Beam spot size for a laser beam from space

Question

I wanted to calculate the beam spot size for a laser beam from a satelite (100 - 36000 Km radius) orbiting the earth. I want to calculate the results to be as accurate as possible to the real world scenario. For example, given the radius of aperture of the transmitting telescope ($0.1$ m) and the wavelength ($1550$ nm), how do I calculate the diffraction at a distance of $40,000$ km ?

Currently I'm assuming a collimated gaussian beam with initial spot size $\omega_0$ the spot size at a distance $z$ is given by,

$$ \omega\left(z\right)= \omega_0 \sqrt{1+\left(\frac{z}{z_R}\right)^2},$$

where $z_R=\pi\omega_0^2n/\lambda$ with $n$ being the refractive index and $\lambda$ the wavelength.
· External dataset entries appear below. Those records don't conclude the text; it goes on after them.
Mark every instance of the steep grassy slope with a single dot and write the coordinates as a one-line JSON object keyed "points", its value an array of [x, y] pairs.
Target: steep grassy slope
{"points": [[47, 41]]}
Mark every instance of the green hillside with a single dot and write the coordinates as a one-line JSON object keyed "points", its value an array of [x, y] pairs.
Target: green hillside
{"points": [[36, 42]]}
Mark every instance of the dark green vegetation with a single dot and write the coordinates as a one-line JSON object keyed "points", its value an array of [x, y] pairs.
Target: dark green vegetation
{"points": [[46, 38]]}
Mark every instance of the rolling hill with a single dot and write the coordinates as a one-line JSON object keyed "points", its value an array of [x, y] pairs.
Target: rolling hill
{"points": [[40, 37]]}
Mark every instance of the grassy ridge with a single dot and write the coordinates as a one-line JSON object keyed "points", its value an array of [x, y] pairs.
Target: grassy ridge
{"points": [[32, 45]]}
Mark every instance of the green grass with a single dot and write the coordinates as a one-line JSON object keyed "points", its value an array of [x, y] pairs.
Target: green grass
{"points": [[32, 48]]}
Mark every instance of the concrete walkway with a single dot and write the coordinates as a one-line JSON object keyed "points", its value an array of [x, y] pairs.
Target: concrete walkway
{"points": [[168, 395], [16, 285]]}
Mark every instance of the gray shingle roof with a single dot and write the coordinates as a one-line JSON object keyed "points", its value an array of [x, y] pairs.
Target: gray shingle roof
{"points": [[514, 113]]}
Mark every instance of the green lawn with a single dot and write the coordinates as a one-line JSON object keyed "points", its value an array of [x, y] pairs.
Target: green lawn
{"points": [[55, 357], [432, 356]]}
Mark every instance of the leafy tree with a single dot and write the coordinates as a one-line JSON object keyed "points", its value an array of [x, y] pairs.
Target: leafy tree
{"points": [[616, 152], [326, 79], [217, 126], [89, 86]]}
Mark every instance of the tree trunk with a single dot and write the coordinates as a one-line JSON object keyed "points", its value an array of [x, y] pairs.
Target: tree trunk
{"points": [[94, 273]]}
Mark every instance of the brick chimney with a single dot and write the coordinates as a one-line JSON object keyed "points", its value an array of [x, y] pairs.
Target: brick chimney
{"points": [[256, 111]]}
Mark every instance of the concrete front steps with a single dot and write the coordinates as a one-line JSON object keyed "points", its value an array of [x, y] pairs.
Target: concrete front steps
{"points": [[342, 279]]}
If the transmitter on the satelute has an aperture of radius, say $0.1$ m, does this mean that $\omega_0=0.1$?

I've also read that in practise laser beams are not perfect gaussian, and its deviation from the ideal case is represented using the M squared or the laser beam quality parameter (wikipedia link). How does the beam spot in this case depend on the M squared parameter?

EDIT

From this question

$w_z=w_0\sqrt{1+M^2(\frac{z-z_0}{z_R})^2}$

Could anyone provide a reference for this?

Answer 1

You need to clearly define the height of the satellite above the earth. Sometimes the coordinates are such that the altitude is measured from the Earths center.

You also need to be clear about diameters and radii.

I believe the equation you have is the 1/e^2 radius of the intensity of a Gaussian beam. But you should check this and clarify in your question.

Also, is the aperture of 0.1 m a diameter or radius?

All that being said, you should assume that the you've illuminated that aperture with a Gaussian profile beam with a nominally flat phase front. If you equate 0 with the aperture radius the truncation of the Gaussian beam will modify propagation relative to pure Gaussian propagation. So you'd have to compute the effects of the truncation.

The light from a single mode fiber gives a nearly perfect Gaussian with M^2 ~1.03

HEre's a good reference: https://www.brown.edu/research/labs/mittleman/sites/brown.edu.research.labs.mittleman/files/uploads/lecture21_2.pdf

Answer 2

If the transmitter on the satellite has an aperture of radius, say 0.1 m, does this mean that $ω_0=0.1$?

No. Exit aperture size does not mean that laser initial waist is such,- it can be smaller as well. As bigger or equal to the aperture beam waists can include diffraction effects from the aperture edges and worsen beam quality.

Exact waist radius at the exit must be given in laser system manufacturer specification or can be measured experimentally by some method as Knife-edge method , etc.

How does the beam spot in this case depend on the M squared parameter?

Since Beam parameter product is $\mathrm {BPP} =M^{2}\cdot {{\lambda }/{\pi }}$, you need to scale Rayleigh length into new value :

$$ \tag 1 z_R \to \frac {z_R}{M^{2}} $$

as Gaussian ideal beam has $M^2 = 1$, all other beams has $M^2 \gt 1$ and so for them laser beam divergence will be higher at the target spot.

BTW, your given reference of non-$TEM_{00}$ modes beam width $w_z$ formula is wrong, since there should be dependence on $M^4$ (not $M^2$ as given in the formula) under square root. To verify this, substitute (1) mapping into standard Gausian $w(z)$ case and see result.